Левая рука у меня почти всегда в перчатке. Страшные ожоги, которые я получил несколько лет назад, неплохо поджили, и все равно кисть выглядит довольно устрашающе. Я не выставляю ее напоказ из уважения к тем, кто может ненароком на нее посмотреть. Я растопырил пальцы левой руки, растягивая горло мешочка.
— Клади ее сюда, — сказал я Томасу. — Только ради Бога, не урони ее и не коснись ею меня.
Глаза у Томаса округлились еще сильнее. Он прикусил губу и очень осторожно опустил безобидный на вид серебряный кружок в мешок с вензелем «Кроун-Ройял».
Я рывком затянул шнурок и завязал его узлом покрепче. Потом торопливо выдвинул пепельницу «Хаммера», сунул туда мешочек с монетой и захлопнул ее обратно.
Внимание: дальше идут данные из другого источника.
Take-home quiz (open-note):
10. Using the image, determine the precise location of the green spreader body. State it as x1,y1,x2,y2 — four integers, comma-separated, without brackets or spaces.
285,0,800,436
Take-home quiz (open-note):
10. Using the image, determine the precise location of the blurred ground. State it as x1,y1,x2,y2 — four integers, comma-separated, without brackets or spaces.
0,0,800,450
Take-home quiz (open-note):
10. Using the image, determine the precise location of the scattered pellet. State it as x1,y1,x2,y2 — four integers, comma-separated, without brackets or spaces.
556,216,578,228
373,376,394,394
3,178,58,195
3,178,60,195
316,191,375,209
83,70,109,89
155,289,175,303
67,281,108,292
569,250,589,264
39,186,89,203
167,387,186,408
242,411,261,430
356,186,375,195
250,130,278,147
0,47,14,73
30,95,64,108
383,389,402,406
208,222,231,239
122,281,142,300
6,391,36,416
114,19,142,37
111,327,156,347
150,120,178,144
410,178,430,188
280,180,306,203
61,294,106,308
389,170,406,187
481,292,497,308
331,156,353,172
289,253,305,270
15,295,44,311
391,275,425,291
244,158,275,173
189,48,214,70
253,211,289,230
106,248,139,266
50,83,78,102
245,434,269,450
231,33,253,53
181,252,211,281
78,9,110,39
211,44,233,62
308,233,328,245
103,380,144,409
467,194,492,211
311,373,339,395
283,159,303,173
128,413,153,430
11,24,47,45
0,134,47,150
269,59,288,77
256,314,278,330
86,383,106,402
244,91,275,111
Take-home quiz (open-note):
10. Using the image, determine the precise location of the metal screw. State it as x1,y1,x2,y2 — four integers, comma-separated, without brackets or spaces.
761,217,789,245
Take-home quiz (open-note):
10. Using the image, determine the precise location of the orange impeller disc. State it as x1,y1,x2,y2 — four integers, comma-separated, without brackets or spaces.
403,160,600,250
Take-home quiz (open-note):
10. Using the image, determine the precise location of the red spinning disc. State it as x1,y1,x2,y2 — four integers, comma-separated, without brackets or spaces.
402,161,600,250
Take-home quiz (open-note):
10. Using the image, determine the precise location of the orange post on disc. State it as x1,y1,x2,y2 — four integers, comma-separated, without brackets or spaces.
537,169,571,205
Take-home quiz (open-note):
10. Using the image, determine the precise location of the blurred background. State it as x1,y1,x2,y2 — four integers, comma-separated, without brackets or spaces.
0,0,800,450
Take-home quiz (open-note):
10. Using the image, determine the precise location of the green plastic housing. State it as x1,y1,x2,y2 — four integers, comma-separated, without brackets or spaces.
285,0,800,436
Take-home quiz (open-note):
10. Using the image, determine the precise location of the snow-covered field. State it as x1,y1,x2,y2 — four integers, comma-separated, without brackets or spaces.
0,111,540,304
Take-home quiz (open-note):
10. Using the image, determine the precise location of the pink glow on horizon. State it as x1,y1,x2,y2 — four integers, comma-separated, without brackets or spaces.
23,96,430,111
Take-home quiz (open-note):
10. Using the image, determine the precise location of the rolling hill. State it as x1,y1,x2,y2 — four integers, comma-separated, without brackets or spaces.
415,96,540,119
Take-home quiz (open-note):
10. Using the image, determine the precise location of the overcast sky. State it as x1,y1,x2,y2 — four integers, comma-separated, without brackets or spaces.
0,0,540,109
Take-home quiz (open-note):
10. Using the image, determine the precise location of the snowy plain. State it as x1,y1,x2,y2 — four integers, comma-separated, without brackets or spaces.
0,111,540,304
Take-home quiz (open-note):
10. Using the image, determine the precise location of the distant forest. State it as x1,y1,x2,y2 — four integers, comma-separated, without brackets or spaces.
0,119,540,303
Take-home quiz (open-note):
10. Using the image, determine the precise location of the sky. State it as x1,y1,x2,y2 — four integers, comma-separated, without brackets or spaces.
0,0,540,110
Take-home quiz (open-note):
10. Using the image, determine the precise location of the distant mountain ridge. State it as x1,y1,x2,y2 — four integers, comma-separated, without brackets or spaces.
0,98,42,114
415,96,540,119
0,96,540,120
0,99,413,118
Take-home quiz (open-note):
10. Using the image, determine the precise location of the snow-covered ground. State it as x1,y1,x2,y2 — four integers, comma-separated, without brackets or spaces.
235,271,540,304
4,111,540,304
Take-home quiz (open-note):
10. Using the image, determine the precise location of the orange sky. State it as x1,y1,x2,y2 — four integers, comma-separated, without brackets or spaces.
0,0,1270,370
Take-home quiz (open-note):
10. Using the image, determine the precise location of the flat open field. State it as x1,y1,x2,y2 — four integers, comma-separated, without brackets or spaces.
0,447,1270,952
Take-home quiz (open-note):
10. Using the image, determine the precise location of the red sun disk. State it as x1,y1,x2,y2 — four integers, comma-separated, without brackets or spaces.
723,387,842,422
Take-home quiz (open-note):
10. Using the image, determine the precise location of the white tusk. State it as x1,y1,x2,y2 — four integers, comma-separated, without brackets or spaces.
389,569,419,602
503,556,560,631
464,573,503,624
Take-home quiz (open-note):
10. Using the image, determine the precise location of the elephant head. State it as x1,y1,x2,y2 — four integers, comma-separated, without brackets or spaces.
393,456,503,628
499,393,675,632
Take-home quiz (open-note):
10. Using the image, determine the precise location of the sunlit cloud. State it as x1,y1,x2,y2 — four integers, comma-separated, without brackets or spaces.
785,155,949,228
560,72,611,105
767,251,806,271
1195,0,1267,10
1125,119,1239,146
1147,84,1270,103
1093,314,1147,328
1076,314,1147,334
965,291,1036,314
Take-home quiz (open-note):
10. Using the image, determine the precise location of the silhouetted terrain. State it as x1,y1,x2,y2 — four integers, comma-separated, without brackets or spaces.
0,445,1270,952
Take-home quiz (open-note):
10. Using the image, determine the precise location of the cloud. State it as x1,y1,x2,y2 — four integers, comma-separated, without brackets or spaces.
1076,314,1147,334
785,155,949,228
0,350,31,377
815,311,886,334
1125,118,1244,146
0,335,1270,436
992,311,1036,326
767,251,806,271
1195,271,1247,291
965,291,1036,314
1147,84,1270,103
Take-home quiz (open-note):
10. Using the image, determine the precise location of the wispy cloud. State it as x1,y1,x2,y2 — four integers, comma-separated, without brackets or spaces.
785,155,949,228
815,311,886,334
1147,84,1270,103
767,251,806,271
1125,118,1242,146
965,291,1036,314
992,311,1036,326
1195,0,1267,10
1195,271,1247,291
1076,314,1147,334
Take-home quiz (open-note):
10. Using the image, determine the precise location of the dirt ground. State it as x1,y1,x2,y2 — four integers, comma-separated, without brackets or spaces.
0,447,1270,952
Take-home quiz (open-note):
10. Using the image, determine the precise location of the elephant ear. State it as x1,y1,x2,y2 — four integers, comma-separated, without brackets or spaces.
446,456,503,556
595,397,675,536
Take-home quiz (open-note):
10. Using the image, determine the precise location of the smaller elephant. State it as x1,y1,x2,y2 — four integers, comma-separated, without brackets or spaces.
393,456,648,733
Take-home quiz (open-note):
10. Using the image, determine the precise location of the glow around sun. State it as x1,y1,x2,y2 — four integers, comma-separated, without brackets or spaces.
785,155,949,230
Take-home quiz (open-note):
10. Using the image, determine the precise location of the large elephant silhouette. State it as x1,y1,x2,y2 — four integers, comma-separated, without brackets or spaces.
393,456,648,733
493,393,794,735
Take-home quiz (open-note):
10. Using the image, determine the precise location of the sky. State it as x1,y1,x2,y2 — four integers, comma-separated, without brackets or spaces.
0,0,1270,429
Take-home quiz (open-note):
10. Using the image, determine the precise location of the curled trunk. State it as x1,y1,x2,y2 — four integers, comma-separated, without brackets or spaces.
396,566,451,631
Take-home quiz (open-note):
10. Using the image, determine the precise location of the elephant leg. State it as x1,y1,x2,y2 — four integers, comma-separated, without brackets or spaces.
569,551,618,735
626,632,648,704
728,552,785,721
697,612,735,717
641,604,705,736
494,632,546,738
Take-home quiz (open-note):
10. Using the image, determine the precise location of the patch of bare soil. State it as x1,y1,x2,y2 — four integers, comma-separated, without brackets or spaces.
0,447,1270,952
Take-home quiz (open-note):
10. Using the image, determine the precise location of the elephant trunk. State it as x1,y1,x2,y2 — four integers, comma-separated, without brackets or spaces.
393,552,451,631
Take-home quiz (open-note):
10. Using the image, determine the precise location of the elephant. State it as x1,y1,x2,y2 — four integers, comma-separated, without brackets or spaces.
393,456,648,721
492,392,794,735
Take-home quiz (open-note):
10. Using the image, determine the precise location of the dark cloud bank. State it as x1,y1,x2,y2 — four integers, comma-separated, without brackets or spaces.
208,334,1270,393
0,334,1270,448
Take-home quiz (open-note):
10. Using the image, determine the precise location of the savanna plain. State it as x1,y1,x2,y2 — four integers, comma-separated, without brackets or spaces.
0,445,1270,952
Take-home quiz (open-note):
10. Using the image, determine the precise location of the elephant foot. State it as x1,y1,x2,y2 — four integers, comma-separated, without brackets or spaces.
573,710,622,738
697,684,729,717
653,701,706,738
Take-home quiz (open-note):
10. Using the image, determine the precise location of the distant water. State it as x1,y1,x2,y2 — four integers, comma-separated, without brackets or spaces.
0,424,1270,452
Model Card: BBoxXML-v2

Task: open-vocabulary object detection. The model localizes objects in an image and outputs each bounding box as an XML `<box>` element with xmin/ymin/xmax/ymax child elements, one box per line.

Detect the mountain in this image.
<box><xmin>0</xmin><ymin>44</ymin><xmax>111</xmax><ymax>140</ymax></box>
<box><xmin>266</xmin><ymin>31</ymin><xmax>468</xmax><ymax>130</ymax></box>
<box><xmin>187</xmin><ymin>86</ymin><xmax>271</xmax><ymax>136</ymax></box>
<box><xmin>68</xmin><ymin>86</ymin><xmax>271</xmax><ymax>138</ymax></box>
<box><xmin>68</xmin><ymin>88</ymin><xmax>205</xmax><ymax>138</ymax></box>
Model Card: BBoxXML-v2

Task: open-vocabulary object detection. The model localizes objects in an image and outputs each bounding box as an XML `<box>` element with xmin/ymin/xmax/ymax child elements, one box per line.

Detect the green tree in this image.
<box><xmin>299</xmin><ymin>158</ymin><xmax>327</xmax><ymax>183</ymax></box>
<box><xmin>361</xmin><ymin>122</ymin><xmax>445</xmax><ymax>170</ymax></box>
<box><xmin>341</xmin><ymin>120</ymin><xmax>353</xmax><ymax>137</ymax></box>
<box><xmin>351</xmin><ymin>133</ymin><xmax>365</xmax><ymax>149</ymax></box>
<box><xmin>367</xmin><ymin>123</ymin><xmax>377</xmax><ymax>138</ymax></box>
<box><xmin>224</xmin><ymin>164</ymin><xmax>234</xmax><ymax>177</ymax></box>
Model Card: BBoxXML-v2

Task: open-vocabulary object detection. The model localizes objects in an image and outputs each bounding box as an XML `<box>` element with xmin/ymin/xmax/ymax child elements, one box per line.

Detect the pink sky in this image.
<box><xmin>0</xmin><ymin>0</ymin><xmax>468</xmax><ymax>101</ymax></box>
Только после этого я перевел дух и откинулся на спинку кресла.
— Господи, — тихо пробормотал Томас и нерешительно помолчал секунду-другую. — Гарри, это правда так страшно?
— Даже хуже, — ответил я. — Но никаких более серьезных мер предосторожности мне пока в голову не идет.
— А что бы случилось, если бы я ее коснулся?
— Заключенный в монету Падший вторгся бы в твое сознание. Он предлагал бы тебе власть. Силу. Искушал бы по полной. И стоило бы тебе поддаться, как он овладел бы тобой без остатка.
— Мне приходилось сопротивляться искушению, Гарри.
— Не такому, — я устало посмотрел на него. — Это же Падший Ангел, дружище. Проживший не одну тысячу лет. Он знает людскую психологию. И знает, как на ней играть.